One of the key changes is that, in the future, researchers who have concluded such an agreement are no longer charged a fee for using an office at the University. At the moment, roughly 420 grant-funded researchers have an office at the University.
“The future of science and research lies in novice researchers. It’s important for the University to support and integrate into the University community grant-funded researchers too,” says Eerola.
Making grant-funded researchers an increasingly integral element of the University community
Researchers who have concluded the grant-funded researcher agreement will have access to the Research Portal website even after graduation or the expiry of their right to study at the University. Parties to the agreement are also included in the expert finder feature of the University of Helsinki website and University mailing lists, in addition to which they have access rights to electronic workgroup areas. They can attend University staff training, and they have the right to vote in the University’s administrative elections. Postdoctoral researchers who have concluded the grant-funded researcher agreement can submit their scholarly articles for language revision at Language Services free of charge.
Moreover, questions relating specifically to grant-funded researchers will be taken into consideration in the orientation of new supervisors, ensuring their awareness of the issues. In addition, communication targeted at grant-funded researchers will be further developed.

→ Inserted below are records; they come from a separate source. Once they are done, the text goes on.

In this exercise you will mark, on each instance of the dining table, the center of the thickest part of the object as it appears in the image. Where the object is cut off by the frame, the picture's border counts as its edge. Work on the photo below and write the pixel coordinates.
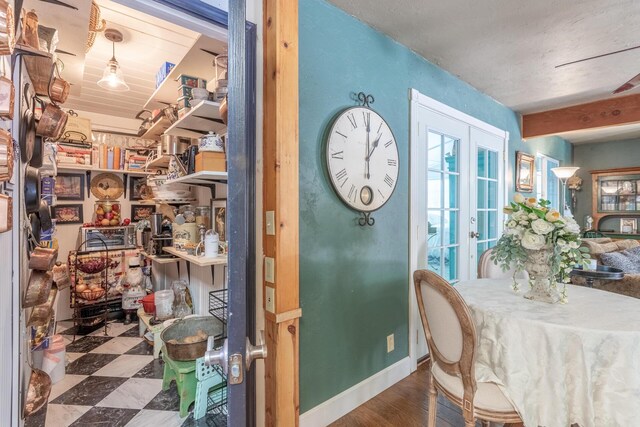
(559, 364)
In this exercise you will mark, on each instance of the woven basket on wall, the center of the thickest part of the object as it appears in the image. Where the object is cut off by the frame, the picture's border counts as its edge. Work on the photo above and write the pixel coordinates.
(96, 25)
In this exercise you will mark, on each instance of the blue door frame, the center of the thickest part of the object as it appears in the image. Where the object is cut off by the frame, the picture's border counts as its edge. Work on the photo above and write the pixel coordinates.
(241, 189)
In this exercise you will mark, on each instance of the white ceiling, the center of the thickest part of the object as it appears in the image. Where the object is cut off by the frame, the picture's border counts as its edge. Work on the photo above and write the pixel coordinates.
(508, 49)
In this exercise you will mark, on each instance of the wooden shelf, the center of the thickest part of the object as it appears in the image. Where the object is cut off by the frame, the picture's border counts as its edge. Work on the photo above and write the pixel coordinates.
(157, 129)
(197, 260)
(196, 63)
(202, 118)
(160, 162)
(204, 178)
(159, 260)
(89, 168)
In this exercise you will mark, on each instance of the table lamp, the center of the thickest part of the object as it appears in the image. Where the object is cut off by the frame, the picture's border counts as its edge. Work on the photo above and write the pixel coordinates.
(563, 174)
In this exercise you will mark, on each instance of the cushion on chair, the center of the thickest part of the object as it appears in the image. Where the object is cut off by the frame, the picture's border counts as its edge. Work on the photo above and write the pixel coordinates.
(627, 261)
(488, 395)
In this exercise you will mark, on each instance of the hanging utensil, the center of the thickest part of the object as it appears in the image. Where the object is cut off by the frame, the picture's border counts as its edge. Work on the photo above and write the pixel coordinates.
(27, 127)
(32, 190)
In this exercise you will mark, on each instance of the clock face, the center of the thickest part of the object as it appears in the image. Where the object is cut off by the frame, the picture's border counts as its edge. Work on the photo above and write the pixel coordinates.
(362, 159)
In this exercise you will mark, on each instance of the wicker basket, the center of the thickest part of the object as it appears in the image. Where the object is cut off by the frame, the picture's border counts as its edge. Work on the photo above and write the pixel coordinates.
(91, 295)
(96, 25)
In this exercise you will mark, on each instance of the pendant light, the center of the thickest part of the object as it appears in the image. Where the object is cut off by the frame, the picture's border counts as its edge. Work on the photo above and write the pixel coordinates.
(112, 78)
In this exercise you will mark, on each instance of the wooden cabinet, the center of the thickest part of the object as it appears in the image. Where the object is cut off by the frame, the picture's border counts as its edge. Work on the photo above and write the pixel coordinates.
(615, 193)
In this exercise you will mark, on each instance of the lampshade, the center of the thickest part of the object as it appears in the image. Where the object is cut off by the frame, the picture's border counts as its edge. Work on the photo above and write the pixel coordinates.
(112, 78)
(564, 172)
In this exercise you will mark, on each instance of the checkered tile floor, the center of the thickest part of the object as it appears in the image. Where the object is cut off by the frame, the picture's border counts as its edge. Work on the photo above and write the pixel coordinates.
(112, 381)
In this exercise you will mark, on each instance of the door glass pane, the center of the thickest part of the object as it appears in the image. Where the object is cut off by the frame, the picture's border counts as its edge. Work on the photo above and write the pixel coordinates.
(482, 225)
(434, 190)
(482, 164)
(450, 263)
(434, 236)
(492, 196)
(493, 225)
(450, 229)
(482, 194)
(493, 165)
(434, 154)
(451, 191)
(450, 154)
(434, 260)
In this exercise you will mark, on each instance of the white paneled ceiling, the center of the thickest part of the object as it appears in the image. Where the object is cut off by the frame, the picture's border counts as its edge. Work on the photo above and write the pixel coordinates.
(509, 49)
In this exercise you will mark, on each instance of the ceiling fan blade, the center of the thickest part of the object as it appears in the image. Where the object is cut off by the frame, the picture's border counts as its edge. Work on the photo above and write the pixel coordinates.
(635, 81)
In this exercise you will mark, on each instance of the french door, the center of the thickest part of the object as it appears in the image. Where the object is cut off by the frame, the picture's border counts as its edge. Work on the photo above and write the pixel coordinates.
(457, 194)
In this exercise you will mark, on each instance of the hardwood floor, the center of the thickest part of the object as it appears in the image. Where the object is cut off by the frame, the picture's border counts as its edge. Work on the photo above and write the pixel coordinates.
(404, 404)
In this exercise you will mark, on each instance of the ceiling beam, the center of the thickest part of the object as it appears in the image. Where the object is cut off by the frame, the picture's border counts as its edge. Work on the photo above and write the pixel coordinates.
(609, 112)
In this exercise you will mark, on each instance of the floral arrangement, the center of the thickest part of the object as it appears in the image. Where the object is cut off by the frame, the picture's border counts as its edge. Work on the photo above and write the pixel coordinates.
(533, 225)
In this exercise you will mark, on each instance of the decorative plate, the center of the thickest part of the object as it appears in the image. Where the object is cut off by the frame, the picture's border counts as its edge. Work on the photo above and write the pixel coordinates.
(107, 186)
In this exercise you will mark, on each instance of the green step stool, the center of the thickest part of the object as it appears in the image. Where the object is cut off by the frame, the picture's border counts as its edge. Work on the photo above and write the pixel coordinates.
(184, 374)
(209, 379)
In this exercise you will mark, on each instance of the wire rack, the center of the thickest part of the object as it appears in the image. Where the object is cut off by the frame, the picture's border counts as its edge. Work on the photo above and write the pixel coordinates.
(218, 308)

“All in all, the goal of the grant-funded researcher agreement is to make people who carry out research with grants an increasingly integral element of the University community,” Eerola sums up.
Foundations support grant-funded researchers in many ways
A goal shared by Finnish universities and foundations is to support researchers’ work and the progress of science and research. In this, the grant-funded researcher agreement is an excellent tool.
“Together with a number of universities, foundations have sought the best ways to support researchers in their different career and life stages,” says Liisa Suvikumpu, managing director of the Association of Finnish Foundations.
Foundations are interested in the wellbeing of the researchers they are funding, and sustainability is associated with social responsibility. Good working conditions boost the impact of foundation funding. In fact, many foundations offer their grant recipients not only funding, but also other forms of support ranging from peer events to office space. Practical advice for grant applicants, such as insurance and taxation, is important too.
“What people are looking for the most from foundations are free-of-charge meeting facilities, visibility, healthcare and networks,” says Kalle Korhonen, director of research funding at the Kone Foundation.
Supporting grant recipients is at the core of foundations’ work, and the efforts to improve the status and working conditions of grant recipients continue.